The most common form of breast cancer, hormone-dependent breast cancer, is most likely associated with obesity, especially in postmenopausal women. 40 percent of diseases can be traced back to this.
Naiara Cubelos-Fernandez from the Institute of Biomedicine at the University of Leon in Spain and her co-authors from numerous other Spanish research institutions recently published their research in the Journal of Epidemiology & Community Health.
A long-term study in more than a dozen Spanish provinces examined how body weight and body fat percentage are linked to breast cancer (breast cancer).
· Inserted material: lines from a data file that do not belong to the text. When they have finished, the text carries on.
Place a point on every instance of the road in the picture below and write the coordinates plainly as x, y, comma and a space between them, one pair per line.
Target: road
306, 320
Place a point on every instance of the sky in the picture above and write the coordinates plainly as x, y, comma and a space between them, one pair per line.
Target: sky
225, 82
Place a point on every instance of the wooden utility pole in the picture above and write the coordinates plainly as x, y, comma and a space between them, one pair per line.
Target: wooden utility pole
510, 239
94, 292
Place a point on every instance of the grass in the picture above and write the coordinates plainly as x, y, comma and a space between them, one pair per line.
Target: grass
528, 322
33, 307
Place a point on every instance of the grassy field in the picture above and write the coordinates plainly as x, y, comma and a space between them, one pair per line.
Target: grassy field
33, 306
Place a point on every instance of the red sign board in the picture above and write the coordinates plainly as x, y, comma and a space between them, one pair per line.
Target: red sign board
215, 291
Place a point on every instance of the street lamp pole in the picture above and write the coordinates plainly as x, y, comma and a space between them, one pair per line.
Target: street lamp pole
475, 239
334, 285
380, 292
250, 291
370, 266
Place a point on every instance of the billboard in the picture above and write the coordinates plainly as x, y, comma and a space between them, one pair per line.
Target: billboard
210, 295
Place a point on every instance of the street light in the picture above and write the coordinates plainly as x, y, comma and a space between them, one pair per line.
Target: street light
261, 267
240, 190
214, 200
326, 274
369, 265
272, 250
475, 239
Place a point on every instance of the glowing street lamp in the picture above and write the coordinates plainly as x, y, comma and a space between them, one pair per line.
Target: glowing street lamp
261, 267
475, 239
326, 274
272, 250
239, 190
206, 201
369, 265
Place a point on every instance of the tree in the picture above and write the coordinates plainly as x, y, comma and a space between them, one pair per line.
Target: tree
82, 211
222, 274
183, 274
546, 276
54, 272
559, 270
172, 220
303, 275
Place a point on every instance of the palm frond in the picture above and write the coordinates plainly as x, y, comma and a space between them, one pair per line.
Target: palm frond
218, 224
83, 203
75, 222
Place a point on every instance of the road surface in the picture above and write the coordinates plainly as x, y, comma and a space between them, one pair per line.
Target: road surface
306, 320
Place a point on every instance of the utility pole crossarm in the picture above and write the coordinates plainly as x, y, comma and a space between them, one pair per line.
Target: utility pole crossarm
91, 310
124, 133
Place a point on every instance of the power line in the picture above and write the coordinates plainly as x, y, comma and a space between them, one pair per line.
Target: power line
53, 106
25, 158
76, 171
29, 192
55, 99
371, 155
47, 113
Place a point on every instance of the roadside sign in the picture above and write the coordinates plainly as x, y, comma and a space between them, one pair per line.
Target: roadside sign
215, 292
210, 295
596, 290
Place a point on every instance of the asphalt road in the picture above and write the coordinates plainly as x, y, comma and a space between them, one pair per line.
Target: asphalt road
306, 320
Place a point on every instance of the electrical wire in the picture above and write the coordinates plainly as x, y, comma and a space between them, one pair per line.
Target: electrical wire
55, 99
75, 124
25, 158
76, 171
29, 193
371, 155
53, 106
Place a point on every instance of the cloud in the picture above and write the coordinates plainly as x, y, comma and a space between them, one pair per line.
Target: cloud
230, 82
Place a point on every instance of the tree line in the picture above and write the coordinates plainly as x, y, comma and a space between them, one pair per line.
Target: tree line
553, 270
For this purpose, data on weight, fat percentage and questionnaire information on social situation, marital status and lifestyle, such as diet and alcohol consumption, were evaluated.
Finally, the data from 1,033 subjects with breast cancer were compared with the data from 1,143 women without breast cancer. Accordingly, the risk of breast cancer in postmenopausal women increases with each additional pound.
Taking body mass index into account, the calculation showed that the curve flattens at higher levels of obesity (BMI greater than 40), but this is likely an artifact of the calculation.
When changes occur, estrogen production stops
The link between body fat and hormone-dependent breast cancer after menopause is probably mainly due to the following fact: with the change, estrogen production in the ovaries stops. The fat cells remain as a production site for estrogen. More body fat therefore means more estrogen in the body.
In Austria, approximately 5,600 women develop breast cancer every year. About 1,600 patients succumb to such tumors every year.